Dueñas twitched. He couldn’t help that any more than he could help the involuntary widening of his eyes. He turned his head, shooting a sharp glance at Tiilikainen. The lieutenant governor was outside his own com’s pickup’s field of view, but she’d turned quickly back from the window, her expression as astonished as Dueñas felt.
“Under the circumstances,” Zavala went on from the display, “I thought it would probably be a good idea to minimize transmission lags for this conversation, Governor. I am speaking to Governor Dueñas, I trust?”
“Yes. I mean, I’m System Governor Dueñas. What can I do for you, Captain?”
Dueñas’ voice sounded less firm than he might have wished, almost hesitant, in the face of the Manticorans’ demonstration that they did have the faster than light communications capability the human race had sought for the last thousand T-years or so, and he willed his face back into impassivity.
“I’m here to inquire into certain reports we’ve received, Governor,” the Manticoran officer responded with that same disconcerting quickness, but then he paused.
“What sort of reports would that be, Captain?” Dueñas asked, then swore silently at himself for allowing Zavala to suck him into filling the silence the other man had deliberately left.
“According to information which has reached Admiral Gold Peak,” Zavala replied courteously enough, “the Manticoran merchant vessel Carolyn has been unlawfully detained here in Saltash.” He showed his teeth in a brief flash of white. “I’m certain it’s all simply a misunderstanding, but Lady Gold Peak sent me out to get to the bottom of things.”
“I see.” Dueñas folded his hands together on his desk blotter and regarded Zavala’s holographic image levelly. He was starting to come back on balance mentally, although the confirmation of the Manties’ FTL communications ability had been unpleasant. Mostly because it suggested some of the other wild rumors might have some substance in fact, as well.
“Well, Captain Zavala,” he said after a moment, “I’m afraid it’s not all ‘simply a misunderstanding.’ I have, indeed, denied Carolyn departure clearance and placed her crew in medical quarantine. I’m afraid that’s also true of the Manticoran vessel Argonaut, in fact.”
“I see.” Zavala had an excellent poker face, but it was obvious from the glitter in his eyes that he’d echoed the governor’s own words with malice aforethought. “May I ask the nature of this medical emergency? And how many other vessels which might have been exposed to it have also been detained?”
“I’m scarcely well-versed in medical matters, Captain. I had no choice but to rely on my own medical personnel to evaluate the risk, and then acted accordingly.” Dueñas smiled with immense affability. “As for other vessels having been detained, I’m afraid there’s no indication anyone else has been exposed to the apparent contagion’s source.”
“Then I’m certain you won’t object to my own medical personnel interviewing and examining the crews of the two ships in question.”
“I’m afraid that’s quite impossible, Captain.
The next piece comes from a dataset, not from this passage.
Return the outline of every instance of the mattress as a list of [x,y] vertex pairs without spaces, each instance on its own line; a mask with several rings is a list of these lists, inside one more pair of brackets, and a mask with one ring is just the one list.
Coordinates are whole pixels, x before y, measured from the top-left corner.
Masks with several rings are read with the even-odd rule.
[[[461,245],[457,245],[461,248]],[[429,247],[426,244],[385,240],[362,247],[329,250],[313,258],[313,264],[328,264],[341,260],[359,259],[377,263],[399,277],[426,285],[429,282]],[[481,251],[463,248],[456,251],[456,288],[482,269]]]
Quarantine regulations are very strict, you know.”
“I see,” Zavala said for a second time, and cocked his head slightly. “And just precisely how long do you expect this quarantine period to continue, Governor Dueñas?”
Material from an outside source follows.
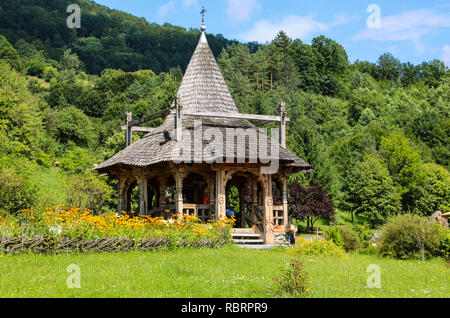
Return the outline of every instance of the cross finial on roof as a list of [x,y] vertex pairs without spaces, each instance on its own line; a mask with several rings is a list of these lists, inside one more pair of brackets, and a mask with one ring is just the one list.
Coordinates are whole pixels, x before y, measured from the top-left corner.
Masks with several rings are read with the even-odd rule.
[[205,13],[206,13],[206,9],[205,9],[205,6],[203,6],[203,7],[202,7],[202,11],[200,11],[200,14],[202,15],[202,27],[201,27],[202,32],[206,30],[206,26],[205,26]]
“That’s going to depend on the recommendations of my medical personnel.” Dueñas’ smile turned thinner and considerably less affable. “I’m afraid i
t could be…quite lengthy, however.”
“Particularly given the fact that there’s no medical justification for it at all, you mean, Governor?” Zavala’s tone was even colder—and more cutting—then Dueñas’ smile had been.
“I’m sure I don’t know what you’re talking about, Captain,” the system governor replied, his smile disappearing. It was the response he’d wanted, but he was more than a little taken aback by how soon he’d gotten it. This Zavala was obviously even more arrogant than he’d expected!
“I’m almost tempted to believe that, Governor,” the Manty said levelly. “That you can’t give me a time estimate I mean. I don’t suppose anyone ought to be surprised that someone stupid enough to pull something like this in the first place is also too stupid to count weeks on his fingers and toes. Frankly, I’m astonished he can even manage to wipe drool off his own chin.”